Strangely, nn.DataParallel() worked for me.

Hi, one issue I see is that you are spawning 16 data reading workers on each distributed process for a total of 32 processes just for data reading, do you need that many workers? This might be creating too many processes on your machine resulting in trashing/slowdown. Could you try setting num_workers=0 and comparing the training speed of local vs distributed (ensuring the distributed training splits the data, which it appears it does correctly in the script)?

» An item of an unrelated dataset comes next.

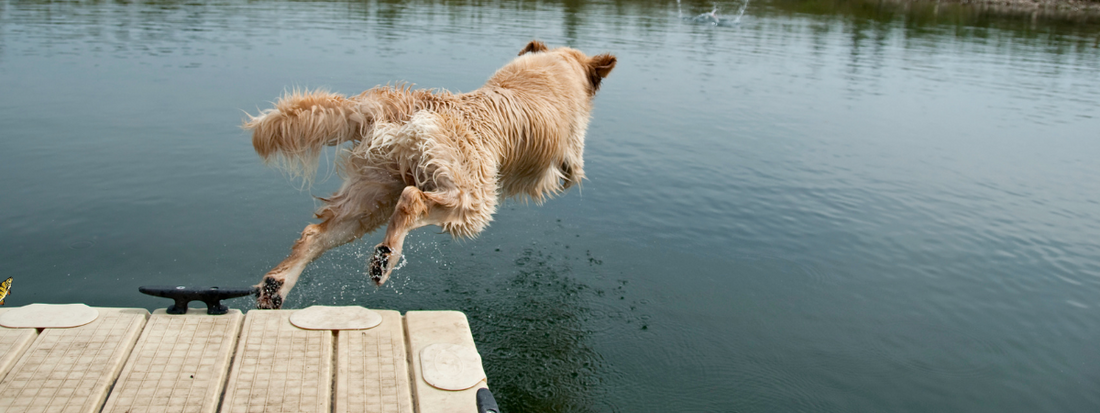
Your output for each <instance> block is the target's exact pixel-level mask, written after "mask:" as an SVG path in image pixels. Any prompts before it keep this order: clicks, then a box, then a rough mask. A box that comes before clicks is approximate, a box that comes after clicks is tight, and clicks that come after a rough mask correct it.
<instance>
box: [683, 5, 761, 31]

I did a couple of experiments,it seems that more gpu more time, and setting num_workers=0 doesn’t work.
batch 8
gpus 2 num_worker 16 01:57
gpus 2 num_worker 4 01:56
gpus 2 num_worker 0 02:07

batch 8
gpus 1 num_worker 4 01:32
gpus 1 num_worker 0 01:43

Additoinally, “gpus 2 num_worker 16 01:57” means setting num_workers=16, using 2 V100, costs 01:57min.